Legio, musicie!

Czwartkowy mecz Legii z Apollonem to dla piłkarskiej Polski ostatnia szansa, żeby z roku 2103 wyjść z twarzą. Od jego początku kompromitowały się kolejno: reprezentacja Polski, Lech Poznań, Śląsk Wrocław i… znów reprezentacja Polski. Legia z Molde, czy The New Saints, grała słabo momentami fatalnie, jednak psim targiem – kompromitacji uniknęła. W sporcie liczą się wyniki, a te, przynajmniej jak dotychczas, bronią podopiecznych Jana Urbana.  Steaua Bukareszt i gra w Lidze Mistrzów to zdecydowanie za wysokie progi. Nie tylko dla Legii, dla całej naszej piłki.

Mistrz Polski ma spore problemy, przypomnijmy, że poza całą armią kontuzjowanych piłkarzy, z Markiem Saganowskim na czele, zabraknie jeszcze kogoś. A konkretniej – jutro na Łazienkowskiej nie będzie około trzydziestu tysięcy ludzi, którzy pewnie przyszliby zdzierać gardło i dopingować swoją ukochaną drużynę. Jak się dzisiaj okazało, zabraknie też spikera, Wojciecha Hadaja. W środę do klubu wpłynęło pismo z UEFA, która poinformowała, że jest osobą nieobiektywną i nieodpowiednią do bycia spikerem w Lidze Europy. Tym samym do końca występów Legii w europejskich pucharach w bieżącym sezonie, nie będzie prowadził spotkań w roli spikera. Nie wiadomo jeszcze kto go zastąpi.

Z drugiej strony, do treningów wrócili już Jakub Wawrzyniak, Bartosz Bereszyński i Wladimer Dwaliszwili. Ponoć każdy z nich ma być już gotowy .Wszystko wskazuje na to, że do wyjściowej jedenastki wskoczą „Bereś” i Lado. Ten pierwszy zapewne zastąpi słabo spisującego się i niepewnego w defensywie Brozia, a drugi zwyczajnie nie ma rywala do miejsca w składzie. Dla Patryka Mikity Ekstraklasa to jeszcze ciut za wysokie progi, a co dopiero Liga Europejska.  Najtrudniejsze zadanie przed Wawrzyniakiem, który o miejsce w składzie musi walczyć ze znajdującym się w świetnej formie Tomaszem Brzyskim. Kto wie, być może rozstrzygnięcie tej rywalizacji okaże się zarazem rozstrzygnięciem tego kto zagra na tej pozycji z Ukrainą i Anglią. W końcu Sebastian Boenisch powołania nie dostał.
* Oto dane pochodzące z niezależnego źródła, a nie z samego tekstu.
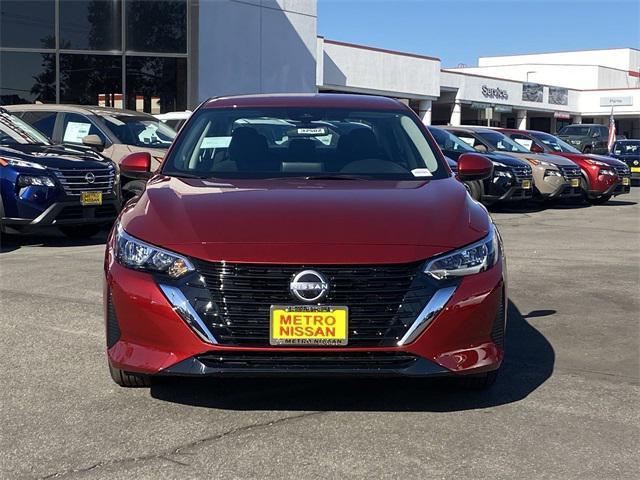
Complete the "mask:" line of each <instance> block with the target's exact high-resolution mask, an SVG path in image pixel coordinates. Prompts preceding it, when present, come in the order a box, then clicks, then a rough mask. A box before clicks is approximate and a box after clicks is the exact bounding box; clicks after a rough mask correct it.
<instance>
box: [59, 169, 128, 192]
mask: <svg viewBox="0 0 640 480" xmlns="http://www.w3.org/2000/svg"><path fill="white" fill-rule="evenodd" d="M49 170H51V171H52V172H53V174H54V175H55V177H56V179H57V180H58V182H59V183H60V185H62V188H63V189H64V192H65V193H66V194H67V195H71V196H80V193H81V192H87V191H91V192H102V193H103V194H108V193H111V192H113V189H114V184H115V176H116V174H115V170H114V169H113V168H78V169H70V168H64V169H63V168H51V167H50V168H49ZM88 173H91V174H93V176H94V178H95V180H94V181H93V182H92V183H89V182H88V181H87V180H86V178H85V176H86V175H87V174H88Z"/></svg>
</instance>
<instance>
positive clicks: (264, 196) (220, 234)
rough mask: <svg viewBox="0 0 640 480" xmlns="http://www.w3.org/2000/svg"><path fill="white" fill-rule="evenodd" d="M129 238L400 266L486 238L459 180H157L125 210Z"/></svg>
mask: <svg viewBox="0 0 640 480" xmlns="http://www.w3.org/2000/svg"><path fill="white" fill-rule="evenodd" d="M121 224H122V226H123V227H124V229H125V230H126V231H127V232H129V233H130V234H131V235H133V236H135V237H138V238H140V239H142V240H145V241H147V242H149V243H152V244H156V245H160V246H163V247H165V248H168V249H170V250H174V251H177V252H180V253H183V254H185V255H190V256H193V257H197V258H202V259H205V260H209V261H240V262H267V263H269V262H271V263H324V264H331V263H402V262H410V261H416V260H421V259H425V258H428V257H431V256H433V255H437V254H439V253H443V252H445V251H448V250H451V249H453V248H456V247H460V246H464V245H466V244H469V243H472V242H474V241H475V240H478V239H479V238H482V237H483V236H484V235H486V234H487V232H488V229H489V225H490V220H489V215H488V214H487V211H486V210H485V209H484V207H482V206H481V205H480V204H479V203H477V202H475V201H473V200H472V199H471V198H470V197H469V195H468V194H467V191H466V189H465V187H464V185H463V184H462V183H460V182H459V181H457V180H456V179H455V178H453V177H450V178H448V179H441V180H431V181H405V182H391V181H384V182H382V181H348V180H347V181H340V180H333V181H332V180H325V181H317V180H316V181H312V182H310V181H304V180H295V179H288V180H284V179H280V180H260V181H258V180H243V181H236V180H234V181H222V182H216V181H208V180H199V179H198V180H193V179H179V178H171V177H165V176H156V177H154V178H153V179H152V180H150V182H149V184H148V186H147V189H146V191H145V192H144V194H143V195H142V196H141V197H140V198H139V199H138V200H137V201H136V202H134V203H130V204H129V205H128V206H127V207H126V208H125V210H124V211H123V214H122V217H121Z"/></svg>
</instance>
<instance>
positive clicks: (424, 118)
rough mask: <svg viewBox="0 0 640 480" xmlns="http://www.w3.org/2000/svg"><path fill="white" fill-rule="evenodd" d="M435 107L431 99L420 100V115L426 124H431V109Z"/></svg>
mask: <svg viewBox="0 0 640 480" xmlns="http://www.w3.org/2000/svg"><path fill="white" fill-rule="evenodd" d="M432 108H433V102H432V101H431V100H420V104H419V105H418V115H420V118H421V119H422V123H424V124H425V125H431V109H432Z"/></svg>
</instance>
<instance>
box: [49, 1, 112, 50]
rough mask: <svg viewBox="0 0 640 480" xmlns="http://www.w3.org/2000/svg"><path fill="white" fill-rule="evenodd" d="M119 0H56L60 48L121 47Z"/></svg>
mask: <svg viewBox="0 0 640 480" xmlns="http://www.w3.org/2000/svg"><path fill="white" fill-rule="evenodd" d="M121 15H122V2H121V0H60V48H62V49H76V50H121V49H122V20H121V19H122V17H121Z"/></svg>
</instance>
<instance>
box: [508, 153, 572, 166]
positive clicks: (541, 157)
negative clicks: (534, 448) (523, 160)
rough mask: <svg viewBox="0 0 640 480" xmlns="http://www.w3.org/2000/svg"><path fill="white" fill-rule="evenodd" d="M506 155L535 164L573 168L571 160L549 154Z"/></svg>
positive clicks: (522, 154)
mask: <svg viewBox="0 0 640 480" xmlns="http://www.w3.org/2000/svg"><path fill="white" fill-rule="evenodd" d="M508 155H512V156H514V157H516V158H519V159H520V160H525V161H529V162H532V163H535V162H536V161H543V162H549V163H552V164H553V165H557V166H567V167H572V166H575V163H573V162H572V161H571V160H569V159H566V158H564V157H561V156H559V155H552V154H550V153H533V152H531V153H519V152H509V153H508Z"/></svg>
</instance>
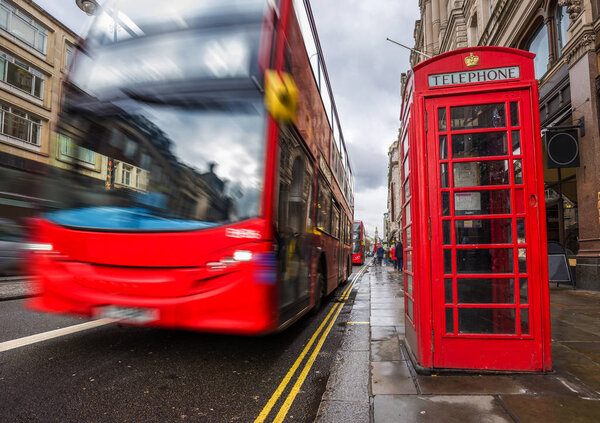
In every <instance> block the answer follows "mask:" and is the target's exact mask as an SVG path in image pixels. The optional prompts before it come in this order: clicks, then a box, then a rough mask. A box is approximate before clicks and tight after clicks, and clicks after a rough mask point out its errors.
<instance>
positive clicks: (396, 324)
mask: <svg viewBox="0 0 600 423" xmlns="http://www.w3.org/2000/svg"><path fill="white" fill-rule="evenodd" d="M399 324H404V321H403V319H399V318H397V317H378V316H373V315H371V326H397V325H399Z"/></svg>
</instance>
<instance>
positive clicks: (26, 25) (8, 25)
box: [0, 0, 100, 219]
mask: <svg viewBox="0 0 600 423" xmlns="http://www.w3.org/2000/svg"><path fill="white" fill-rule="evenodd" d="M77 41H78V37H77V35H76V34H75V33H73V32H72V31H71V30H69V29H68V28H67V27H66V26H65V25H63V24H62V23H61V22H59V21H58V20H56V19H55V18H54V17H52V16H51V15H50V14H48V13H47V12H46V11H45V10H44V9H42V8H41V7H40V6H38V5H37V4H36V3H35V2H33V1H31V0H0V110H1V115H0V118H1V121H0V186H1V187H0V215H1V216H2V217H9V218H15V219H18V218H21V217H26V216H31V215H33V214H34V213H35V210H36V209H37V208H39V207H40V203H41V202H43V201H44V199H43V195H42V194H41V193H39V192H38V190H39V185H40V184H39V179H40V178H42V177H43V175H45V174H46V173H47V170H48V166H50V165H52V164H53V162H55V161H57V160H58V161H60V160H70V159H73V157H72V156H73V155H75V156H76V155H77V153H76V152H74V151H73V149H72V148H69V145H66V144H65V145H62V148H61V145H59V141H58V139H57V137H56V135H55V133H54V125H55V123H56V121H57V119H58V113H59V112H58V110H59V106H60V98H61V90H62V88H61V87H62V83H63V81H64V79H65V75H66V70H67V68H68V66H69V64H70V61H71V58H72V57H73V54H74V50H75V48H74V46H75V45H76V43H77ZM98 166H99V167H100V164H98Z"/></svg>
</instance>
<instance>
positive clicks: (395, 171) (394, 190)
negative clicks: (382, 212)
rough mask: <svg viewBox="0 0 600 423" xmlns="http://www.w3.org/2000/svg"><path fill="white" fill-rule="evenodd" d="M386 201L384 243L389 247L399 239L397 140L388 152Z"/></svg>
mask: <svg viewBox="0 0 600 423" xmlns="http://www.w3.org/2000/svg"><path fill="white" fill-rule="evenodd" d="M388 157H389V162H388V201H387V234H386V238H385V240H386V242H387V243H388V244H389V245H391V243H392V242H393V241H397V240H398V239H399V237H400V225H401V210H402V207H401V201H400V200H401V199H400V196H399V194H398V193H399V187H400V169H399V167H398V158H399V152H398V140H396V141H394V142H393V143H392V144H391V145H390V148H389V150H388Z"/></svg>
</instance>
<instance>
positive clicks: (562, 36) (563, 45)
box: [555, 6, 569, 57]
mask: <svg viewBox="0 0 600 423" xmlns="http://www.w3.org/2000/svg"><path fill="white" fill-rule="evenodd" d="M555 17H556V36H557V40H556V41H557V44H558V57H560V56H562V50H563V47H564V46H565V44H567V28H568V27H569V14H568V13H567V8H566V6H556V14H555Z"/></svg>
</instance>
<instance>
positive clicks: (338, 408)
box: [315, 401, 370, 423]
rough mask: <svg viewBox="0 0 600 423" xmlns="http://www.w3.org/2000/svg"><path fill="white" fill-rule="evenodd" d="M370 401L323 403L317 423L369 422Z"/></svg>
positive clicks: (319, 408) (342, 401)
mask: <svg viewBox="0 0 600 423" xmlns="http://www.w3.org/2000/svg"><path fill="white" fill-rule="evenodd" d="M369 408H370V406H369V401H365V402H354V401H322V402H321V405H320V406H319V411H318V412H317V417H316V419H315V423H340V422H349V423H350V422H352V423H354V422H356V423H361V422H365V423H367V422H369V413H370V410H369Z"/></svg>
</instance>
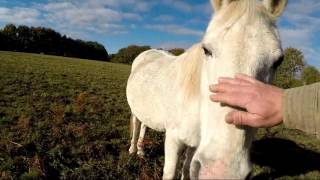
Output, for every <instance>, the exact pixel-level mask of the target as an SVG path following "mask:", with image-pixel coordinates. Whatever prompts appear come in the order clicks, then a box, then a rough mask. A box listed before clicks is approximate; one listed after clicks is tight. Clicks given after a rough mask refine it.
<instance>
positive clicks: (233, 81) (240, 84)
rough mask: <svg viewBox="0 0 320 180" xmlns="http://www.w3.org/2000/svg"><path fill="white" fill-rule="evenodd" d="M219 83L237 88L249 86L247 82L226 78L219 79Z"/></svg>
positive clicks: (226, 77)
mask: <svg viewBox="0 0 320 180" xmlns="http://www.w3.org/2000/svg"><path fill="white" fill-rule="evenodd" d="M219 83H225V84H232V85H239V86H242V85H249V84H250V83H248V82H247V81H245V80H242V79H235V78H228V77H220V78H219Z"/></svg>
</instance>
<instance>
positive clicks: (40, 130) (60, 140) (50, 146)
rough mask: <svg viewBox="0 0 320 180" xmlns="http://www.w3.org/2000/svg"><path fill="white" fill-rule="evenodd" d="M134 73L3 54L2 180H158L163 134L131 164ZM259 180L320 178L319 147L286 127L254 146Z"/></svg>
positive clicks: (150, 137)
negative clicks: (132, 97)
mask: <svg viewBox="0 0 320 180" xmlns="http://www.w3.org/2000/svg"><path fill="white" fill-rule="evenodd" d="M129 71H130V66H127V65H119V64H112V63H104V62H97V61H88V60H79V59H72V58H63V57H55V56H45V55H35V54H26V53H13V52H0V179H12V178H14V179H19V178H20V179H39V178H42V179H46V178H51V179H84V178H85V179H90V178H91V179H92V178H95V179H96V178H105V179H136V178H139V179H159V178H161V174H162V166H163V134H161V133H156V132H153V131H149V132H147V137H146V139H147V141H146V142H147V143H146V147H145V148H146V157H145V158H144V159H139V158H138V157H136V156H129V155H128V152H127V149H128V147H129V139H130V138H129V132H128V124H129V121H128V119H129V115H130V114H129V107H128V105H127V103H126V98H125V86H126V80H127V78H128V76H129ZM252 161H253V162H254V164H255V165H254V172H253V179H276V178H278V179H290V178H292V179H302V178H312V179H319V178H320V141H318V140H315V139H313V138H311V137H308V136H306V135H304V134H303V133H301V132H299V131H293V130H287V129H285V128H283V127H277V128H273V129H268V130H265V129H262V130H260V131H259V133H258V135H257V141H255V142H254V143H253V148H252Z"/></svg>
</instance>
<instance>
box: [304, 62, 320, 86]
mask: <svg viewBox="0 0 320 180" xmlns="http://www.w3.org/2000/svg"><path fill="white" fill-rule="evenodd" d="M301 81H302V83H303V84H304V85H308V84H312V83H315V82H319V81H320V72H319V71H318V69H317V68H315V67H313V66H307V67H305V68H304V69H303V71H302V74H301Z"/></svg>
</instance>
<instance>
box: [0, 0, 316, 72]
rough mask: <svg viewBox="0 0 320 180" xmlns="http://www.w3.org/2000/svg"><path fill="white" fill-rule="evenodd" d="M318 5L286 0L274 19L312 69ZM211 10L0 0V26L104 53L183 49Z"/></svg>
mask: <svg viewBox="0 0 320 180" xmlns="http://www.w3.org/2000/svg"><path fill="white" fill-rule="evenodd" d="M319 9H320V1H319V0H307V1H306V0H289V4H288V7H287V9H286V11H285V13H284V14H283V16H282V17H281V18H280V19H279V21H278V27H279V31H280V35H281V39H282V42H283V46H284V47H289V46H290V47H295V48H299V49H300V50H302V51H303V53H304V55H305V59H306V61H307V63H308V64H311V65H314V66H316V67H317V68H320V28H319V27H320V11H319ZM211 15H212V8H211V5H210V4H209V0H64V1H62V0H28V1H26V0H0V27H3V26H4V25H5V24H7V23H14V24H16V25H20V24H23V25H28V26H45V27H50V28H53V29H55V30H57V31H58V32H60V33H61V34H66V35H67V36H70V37H72V38H79V39H84V40H93V41H98V42H100V43H102V44H103V45H105V47H106V49H107V50H108V52H109V53H115V52H117V51H118V49H120V48H122V47H126V46H128V45H130V44H137V45H150V46H152V47H154V48H164V49H170V48H174V47H181V48H188V47H189V46H191V45H192V44H194V43H196V42H199V41H200V40H201V38H202V35H203V33H204V31H205V29H206V26H207V24H208V22H209V20H210V18H211Z"/></svg>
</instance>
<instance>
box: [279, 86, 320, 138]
mask: <svg viewBox="0 0 320 180" xmlns="http://www.w3.org/2000/svg"><path fill="white" fill-rule="evenodd" d="M283 110H284V111H283V121H284V124H285V126H286V127H288V128H291V129H299V130H302V131H304V132H306V133H308V134H310V135H315V136H316V137H317V138H320V83H316V84H313V85H309V86H304V87H299V88H293V89H288V90H286V91H285V94H284V100H283Z"/></svg>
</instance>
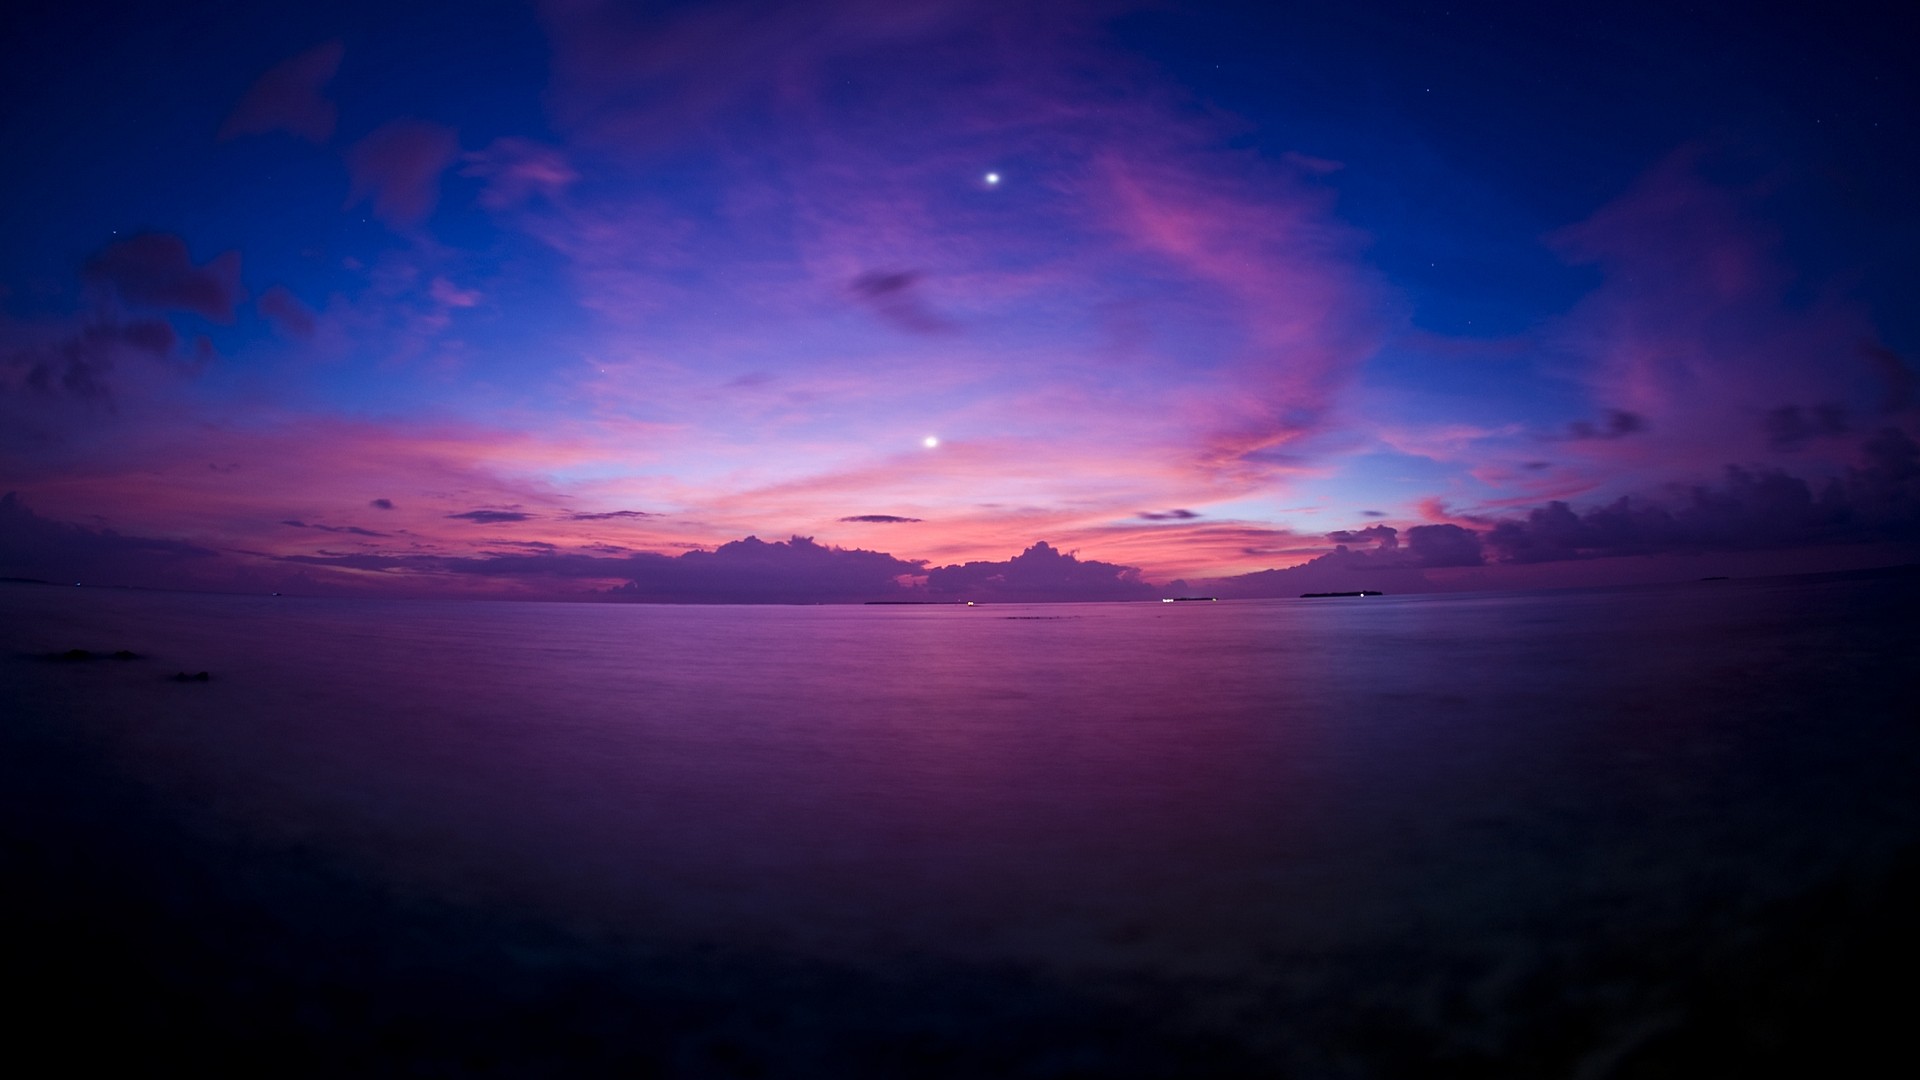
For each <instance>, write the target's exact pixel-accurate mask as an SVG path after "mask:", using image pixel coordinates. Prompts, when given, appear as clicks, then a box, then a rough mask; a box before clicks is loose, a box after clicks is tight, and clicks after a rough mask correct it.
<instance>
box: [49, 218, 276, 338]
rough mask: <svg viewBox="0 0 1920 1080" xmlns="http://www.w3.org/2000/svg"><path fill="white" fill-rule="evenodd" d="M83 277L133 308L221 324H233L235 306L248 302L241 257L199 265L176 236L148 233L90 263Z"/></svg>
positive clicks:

Na środku obrony coraz lepiej wygląda dwójka Jakub Rzeźniczak, Tomasz Jodłowiec, którzy w ostatnim spotkaniu ligowym zapewnili podopiecznym Jana Urbana zwycięstwo nad Górnikiem Zabrze. I to właśnie skuteczna gra w defensywie powinna być kluczem do sukcesów Legii – błędów z dwumeczu ze Steauą, nauczeni doświadczeniem, nie mogą drugi raz popełnić.

W cypryjskiej drużynie na próżno szukać wielkich nazwisko. Ci nieco bardziej rozpoznawalni to Marcos Gullon, czy Gaston Sangoy. Ale i oni pozostają pewne anonimowi dla 99% kibiców w Europie. Przypomnijmy, że w pierwszym spotkaniu fazy grupowej Ligi Europejskiej Cypryjczycy przegrali na własnym stadionie z tureckim Trabzonsporem.

Jedno jest pewne – Legia gra jutro u siebie z najsłabszą drużyną w swojej grupie, i bez względu na wszystkie osłabienia – po prostu musi wygrać.

Niech w końcu ta drużyna pokaże pełnię swojego potencjału. Jeśli to zrobi – można być spokojnym o wynik.